Ele comparou a estrutura à de uma incorporadora imobiliária que capta recursos via crédito, melhora o terreno e depois monetiza os ganhos.
O investimento de capital, argumentou ele, cresce mais rápido do que a obrigação de dividendo ao longo do tempo.
De acordo com seus próprios cálculos, o Bitcoin precisa se valorizar apenas 2,3% ao ano para que a Strategy consiga cobrir indefinidamente os dividendos de STRC sem vender ações ordinárias. A Strategy vendeu US$ 3,2 bilhões em STRC em abril, enquanto os pagamentos mensais de dividendos giram em torno de US$ 80 milhões a US$ 90 milhões.
Nesse cenário, Saylor disse que a empresa estaria, na prática, “comprando 30 Bitcoins e vendendo um Bitcoin”, permanecendo acumuladora líquida em qualquer período de tempo relevante.
Por que a mudança assustou o mercado
A teleconferência de resultados do 1º trimestre já havia abalado os investidores antes da entrevista posterior de Saylor. A Strategy relatou um prejuízo líquido de US$ 12,5 bilhões no trimestre, impulsionado por ajustes de marcação a mercado de suas reservas de Bitcoin à medida que o ativo caiu.

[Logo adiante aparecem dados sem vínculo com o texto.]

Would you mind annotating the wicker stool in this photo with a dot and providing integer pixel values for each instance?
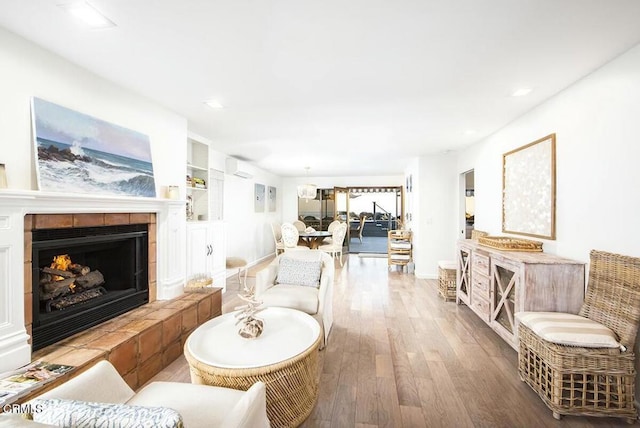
(240, 264)
(447, 279)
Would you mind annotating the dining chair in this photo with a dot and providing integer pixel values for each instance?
(330, 228)
(300, 225)
(290, 237)
(335, 248)
(358, 230)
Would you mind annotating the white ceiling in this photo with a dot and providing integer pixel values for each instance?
(346, 87)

As ações da MSTR caíram mais de 4% no after-market após a divulgação inicial, e o Bitcoin recuou para abaixo de US$ 81.000. A empresa agora detém 818.334 BTC a um custo médio próximo de US$ 75.537, diante de obrigações anuais de dividendos de cerca de US$ 1,5 bilhão entre STRK e STRC.
No momento da redação, o Bitcoin era negociado em torno de US$ 80.750, após superar brevemente a marca de US$ 81.000 no início deste mês pela primeira vez desde janeiro.